This book was provided by the publisher in exchange for an honest review.
When Lev Grossman’s The Magicians came out a few years back, I eagerly devoured it. I loved the way it turned fantasy tropes on their ears and made me look at the genre in an entirely new way. The long awaited sequel, The Magician King, doesn’t disappoint despite the long wait. It goes off in an entirely new direction, but it delivers the same thought-provoking tale as its predecessor.
(Description nicked from B&N.com.)
“Quentin and his friends are now the kings and queens of Fillory, but the days and nights of royal luxury are starting to pall. After a morning hunt takes a sinister turn, Quentin and his old friend Julia charter a magical sailing ship and set out on an errand to the wild outer reaches of their kingdom. Their pleasure cruise becomes an adventure when the two are unceremoniously dumped back into the last place Quentin ever wants to see: his parent’s house in Chesterton, Massachusetts. And only the black, twisted magic that Julia learned on the streets can save them.”
Those who have read the Narnia novels will easily recognize the basic plot of this book, as it bears strong resemblance to The Voyage of the Dawn Treader. What starts as a simple quest soon blossoms into something deeper and more affecting. Quentin is still much as he was at the end of The Magicians—discontented and idle. It is these defects that lead him to leave behind all that he has gained in the hopes of finding something to inspire him… and inspire him in the way he thought rulership of Fillory would.

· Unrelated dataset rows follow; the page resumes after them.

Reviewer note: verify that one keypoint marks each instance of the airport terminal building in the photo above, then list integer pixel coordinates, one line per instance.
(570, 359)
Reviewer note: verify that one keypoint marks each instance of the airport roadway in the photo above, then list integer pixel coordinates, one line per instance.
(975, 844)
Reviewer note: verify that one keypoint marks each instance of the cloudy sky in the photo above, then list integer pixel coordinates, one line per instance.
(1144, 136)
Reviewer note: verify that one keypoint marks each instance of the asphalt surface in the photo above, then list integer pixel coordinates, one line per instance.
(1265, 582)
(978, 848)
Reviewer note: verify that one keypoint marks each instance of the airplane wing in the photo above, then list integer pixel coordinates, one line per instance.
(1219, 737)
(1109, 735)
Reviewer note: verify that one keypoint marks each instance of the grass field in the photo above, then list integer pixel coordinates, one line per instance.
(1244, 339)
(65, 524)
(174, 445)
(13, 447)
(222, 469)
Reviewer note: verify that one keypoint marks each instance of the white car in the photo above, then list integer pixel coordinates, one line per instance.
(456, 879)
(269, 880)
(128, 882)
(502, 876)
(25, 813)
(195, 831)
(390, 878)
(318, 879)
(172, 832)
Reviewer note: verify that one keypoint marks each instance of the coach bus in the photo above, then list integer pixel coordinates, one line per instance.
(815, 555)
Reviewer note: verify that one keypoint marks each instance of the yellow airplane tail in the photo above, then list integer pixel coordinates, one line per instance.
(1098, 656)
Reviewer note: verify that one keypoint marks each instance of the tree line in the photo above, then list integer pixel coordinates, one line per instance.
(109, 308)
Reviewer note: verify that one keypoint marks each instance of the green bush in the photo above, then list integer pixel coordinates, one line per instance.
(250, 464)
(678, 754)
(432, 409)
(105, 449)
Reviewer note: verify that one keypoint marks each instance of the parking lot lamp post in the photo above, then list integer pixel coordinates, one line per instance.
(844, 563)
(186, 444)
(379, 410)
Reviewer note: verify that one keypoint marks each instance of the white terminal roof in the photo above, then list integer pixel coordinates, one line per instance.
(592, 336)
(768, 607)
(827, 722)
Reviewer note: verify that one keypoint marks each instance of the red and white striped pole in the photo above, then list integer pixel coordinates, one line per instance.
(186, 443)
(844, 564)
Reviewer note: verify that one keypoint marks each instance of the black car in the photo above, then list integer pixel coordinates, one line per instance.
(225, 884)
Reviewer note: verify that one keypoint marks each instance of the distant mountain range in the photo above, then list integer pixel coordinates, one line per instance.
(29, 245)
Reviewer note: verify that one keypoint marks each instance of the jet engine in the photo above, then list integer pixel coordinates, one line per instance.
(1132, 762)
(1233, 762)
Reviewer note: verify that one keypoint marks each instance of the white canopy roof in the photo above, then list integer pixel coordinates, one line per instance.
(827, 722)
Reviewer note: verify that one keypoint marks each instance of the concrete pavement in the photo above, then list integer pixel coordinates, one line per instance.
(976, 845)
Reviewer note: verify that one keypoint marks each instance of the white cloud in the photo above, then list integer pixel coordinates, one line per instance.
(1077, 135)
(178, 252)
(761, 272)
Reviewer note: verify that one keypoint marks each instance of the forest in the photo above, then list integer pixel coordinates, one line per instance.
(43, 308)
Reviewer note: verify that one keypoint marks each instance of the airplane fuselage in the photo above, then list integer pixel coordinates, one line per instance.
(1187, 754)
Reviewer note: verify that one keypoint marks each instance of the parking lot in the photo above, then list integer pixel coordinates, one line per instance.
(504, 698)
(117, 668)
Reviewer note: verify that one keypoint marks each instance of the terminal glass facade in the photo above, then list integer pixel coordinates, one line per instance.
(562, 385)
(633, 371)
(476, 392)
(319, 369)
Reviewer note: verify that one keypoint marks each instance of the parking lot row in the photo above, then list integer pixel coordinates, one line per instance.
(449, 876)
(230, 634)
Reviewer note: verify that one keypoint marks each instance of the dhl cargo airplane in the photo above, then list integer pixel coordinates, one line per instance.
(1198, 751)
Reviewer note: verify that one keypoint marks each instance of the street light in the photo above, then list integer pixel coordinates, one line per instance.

However, Quentin will learn some hard lessons during his journey, and I am glad that he does a good deal of growing. In this, the middle section of Quentin’s ultimate journey, he gains wisdom at a terrible cost. This story contains punishment for his hubris alongside the triumph of his maturing. It would have been a lesser novel if Quentin hadn’t progressed this far, and given that Grossman is known for overturning fantasy tropes, he could have easily kept Quentin in his state of perpetual immaturity.
But even greater depth is attained by the inclusion of Julia’s story. Her chapters are roughly alternated with Quentin’s, and they provide a stark contrast to his ennui. Julia wasn’t handed magic through instruction and nurturing; rather, she had to fight for every scrap of knowledge that she gained. Watching her story unfold is heart-wrenching, and readers should be prepared for some truly horrible things before she joins the others as the rulers of Fillory. While Quentin had his struggles, Julia had real tribulations.
In many ways, this novel is more complex than The Magicians. Fillory is no longer the fantasy world that turns out to be darker than imagined. It has become multi-layered, with good and evil side by side, mixed with a good quantity of that which is neither. It is a place that both comforts and challenges those within its borders, and its influence is felt far beyond them as well. Since so much of what is written here is allegorical and draws on many of the fantasy traditions even as it subsumes them, it’s a world that is easy to return to. It reminds readers of the best novels of our childhood even as it adds an adult layer to them.
These are characters that I would love to know in person, with all their flaws and triumphs. These are places that I would love to visit in person, with all their horrors and beauties. Lev Grossman’s The Magician King is a novel of depth and wit that stands among the best of this year’s offerings.